My mini Pride Fringe adventure began the Thursday before the fences were put round the main area. I was to be taking part in an LGBTQ art trail around the Village to showcase art made by members of the community and to socialise and have a drink. It turns out that art suits the Village. Seeing paintings hanging in your regular watering holes gives them a whole new edge. In particular, Via Fossa felt like an established gallery with its wooden walkways and hidden nooks and crannies. It was a resounding success. I could feel the kebab van moving steadily away.

The main weekend arrived and I stayed away from the city centre in case I was tempted by the bright lights or hypnotised by Anastacia’s wailing siren call. Sunday was to be the second part of my toe dipping into the fringes of Pride. I stepped out into the bustling city centre, narrowly avoiding an inebriated group of Pride-goers running away from a Princess Street Chinese restaurant without paying. One member was pulled back sharply by her glow-stick wristbands as I reached Bangkok Bar and my night’s entertainment.

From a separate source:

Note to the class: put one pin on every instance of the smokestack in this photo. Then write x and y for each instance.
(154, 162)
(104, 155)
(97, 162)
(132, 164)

I should take this moment to say that I had friends on the inside: wristband holders who had spent the weekend taking in all Pride has to offer. I waited for them as the soaring voice of Conchita Wurst rose majestically out of the car park behind Portland Street and told us all that her heart will go on. A small amount of envy at the crowd’s cheers was quickly dissipated when I closed my eyes and saw the kebab van backing up. Back to reality, my friends and I spent an entertaining evening making ‘Queer Art’ (the Tate won’t be calling anytime soon) and listening to bands performing. Simple, yet effective. Talk of all the other Pride alternatives (Drunk at Vogue, Homoelectric) remained just talk, as we threw shapes on the dance floor. Next time. It may have been a paddle in the shallow pool rather than full immersion in the Pride Fringe, but it was a start and set the ball rolling for future years of exploring what the weekend has to offer. Sadly, however, I still had a kebab on the way home.